Eu escrevia em minha mesa de carvalho quando aquela moça veio até mim. Eu realmente gosto muito dessa mesa, a qual eu escrevo esse relato agora mesmo. Mas a mesa não importa, a mesa merece uma história só para ela. A menina veio até mim. Ela era jovem. Ainda é, de certa maneira, e será até o dia de sua morte. Sua pele era caucasiana, com a pele de seus pais, e tinha cabelos ruivos. Se apresentou para mim como Samantha Miller, princesa de Osten, filha do Rei de Osten.

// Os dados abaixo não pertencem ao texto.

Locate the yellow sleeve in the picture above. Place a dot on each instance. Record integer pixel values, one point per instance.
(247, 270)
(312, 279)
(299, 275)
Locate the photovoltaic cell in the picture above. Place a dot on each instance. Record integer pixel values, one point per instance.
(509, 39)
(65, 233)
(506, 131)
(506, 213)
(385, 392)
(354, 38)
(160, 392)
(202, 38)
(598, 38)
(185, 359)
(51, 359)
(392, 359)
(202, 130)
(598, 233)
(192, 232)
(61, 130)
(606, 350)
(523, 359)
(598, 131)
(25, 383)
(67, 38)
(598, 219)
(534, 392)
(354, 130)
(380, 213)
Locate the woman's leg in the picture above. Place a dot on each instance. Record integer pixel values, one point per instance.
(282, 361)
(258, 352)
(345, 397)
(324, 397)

“Eu quero saber como meu pai foi morto, demônio” ela tinha me pedido.
E eu a pedi para se sentar, pois seria uma longa história.

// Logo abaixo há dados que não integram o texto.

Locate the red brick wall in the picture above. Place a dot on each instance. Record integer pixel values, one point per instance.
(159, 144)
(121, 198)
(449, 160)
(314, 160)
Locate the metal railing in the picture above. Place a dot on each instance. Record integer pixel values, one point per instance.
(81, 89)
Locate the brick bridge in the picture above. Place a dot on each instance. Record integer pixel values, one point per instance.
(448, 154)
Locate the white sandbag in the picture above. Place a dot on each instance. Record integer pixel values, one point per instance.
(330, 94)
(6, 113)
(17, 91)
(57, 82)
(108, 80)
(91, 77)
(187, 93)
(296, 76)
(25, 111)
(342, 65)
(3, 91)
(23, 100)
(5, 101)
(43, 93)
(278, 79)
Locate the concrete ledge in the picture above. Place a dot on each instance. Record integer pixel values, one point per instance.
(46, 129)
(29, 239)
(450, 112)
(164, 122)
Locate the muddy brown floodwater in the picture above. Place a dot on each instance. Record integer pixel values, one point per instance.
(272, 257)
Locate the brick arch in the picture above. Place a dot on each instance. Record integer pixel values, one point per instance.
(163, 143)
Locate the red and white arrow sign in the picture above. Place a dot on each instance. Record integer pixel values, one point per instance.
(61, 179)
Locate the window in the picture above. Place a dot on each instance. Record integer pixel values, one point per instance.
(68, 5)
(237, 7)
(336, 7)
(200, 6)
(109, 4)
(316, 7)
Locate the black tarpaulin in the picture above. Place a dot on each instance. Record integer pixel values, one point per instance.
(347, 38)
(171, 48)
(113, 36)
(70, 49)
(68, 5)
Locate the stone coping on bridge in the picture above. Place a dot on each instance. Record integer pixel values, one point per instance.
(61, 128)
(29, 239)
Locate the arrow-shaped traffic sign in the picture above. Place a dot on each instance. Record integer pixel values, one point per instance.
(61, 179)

Tudo começou quando o Rei de Osten ainda não era um rei, e apenas um nobre, chamado de Paul Miller, da família do barão de uma cidade próxima da fronteira entre Osten e Nadallos. Durante a Era do Tijolo, muitos conflitos se estabeleceram naquela região, afinal, os humanos se negavam a se unir como os elfos fizeram. Durante um avanço das tropas de Osten contra as tropas de Nadallos, Paul viu a oportunidade de saquear uma casa aparentemente vazia.

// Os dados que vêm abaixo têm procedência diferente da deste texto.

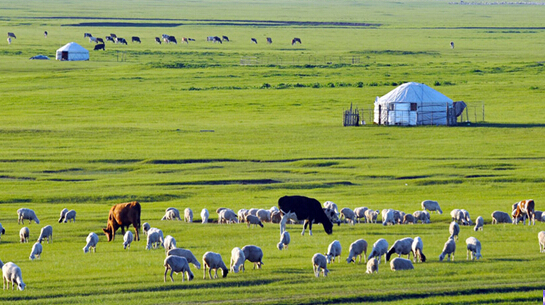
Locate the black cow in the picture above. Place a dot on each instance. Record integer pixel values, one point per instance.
(303, 208)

Puxando as poucas riquezas daquela residência para sua bolsa, Paul encontrou uma mulher ali. Parecia tão frágil e indefesa. Mulheres nortenhas eram diferentes para homens sulistas. Sua pele escura era exótica para o olhar podre de Paul, e o soldado a tomou naquele momento. A mulher lutou, mas não havia o que fazer, enquanto Paul usava sua força contra a vítima de seu abuso. Depois de se satisfazer com o corpo da nortenha, Paul a matou, para garantir que ela fosse o incomodar mais. Ele saiu da casa se sentindo vitorioso.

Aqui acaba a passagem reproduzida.